First of all, it's important to know that (Textbook-)RSA encryption is deterministic, that means a message m encrypts under the usage of the same public key e every time to the same cipher text c because c = m^e mod N.
Especially short messages can easily be calculated by an attacker because if m^e is smaller than modulus N, one just needs to calculate the eth root of c (because the modulus operation was never applied to m^e). m itself must be smaller than N, so: m < N and m^e > N
So why is the PKCS encoding needed?

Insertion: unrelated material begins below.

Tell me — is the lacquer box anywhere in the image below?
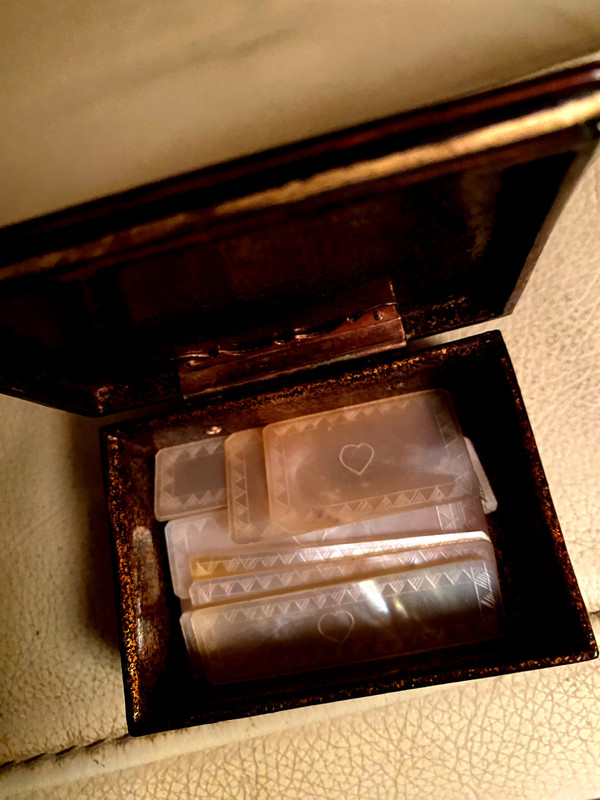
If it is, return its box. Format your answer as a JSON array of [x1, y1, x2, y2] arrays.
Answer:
[[0, 65, 600, 734]]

Just to bring in more randomness before encrypting the pms?
As stated above: (Textbook-)RSA is a deterministic encryption without randomization, so the attacker could just try a lot of different pms values until one of them results in the same cipher text as send by the victim.
So even if the pms is already a random value, the PKCS encoding adds more randomness which makes it harder for attackers to guess the pms by testing multiple different values.
Why must the length of the encoded pms equal the length of the RSA modulus in bytes?
The longer the plain text the more values one must test for a successful brute force attack. But as stated above the length of a message m must be smaller than the modulus N but m^e must be bigger than N.
So the PKCS encoding increases the length of the pms to its maximum (same byte length as the modulus N) but it's still smaller than N because the PKCS encoding starts with 0x00. But because of its maximum length it is made sure that m^e is bigger than N.
Also, the PKCS encoding seems to be the reason why the Bleichenbacher attack was possible. So what advantage can be found in using PKCS?
The Bleichenbacher attack was possible because the server's error messages helped the attackers to narrow down the possible values for the pms until only one value was left.
Deactivating those error messages solved the problem.
In PKCS#1-2.0 the Bleichenbacher attack was fixed.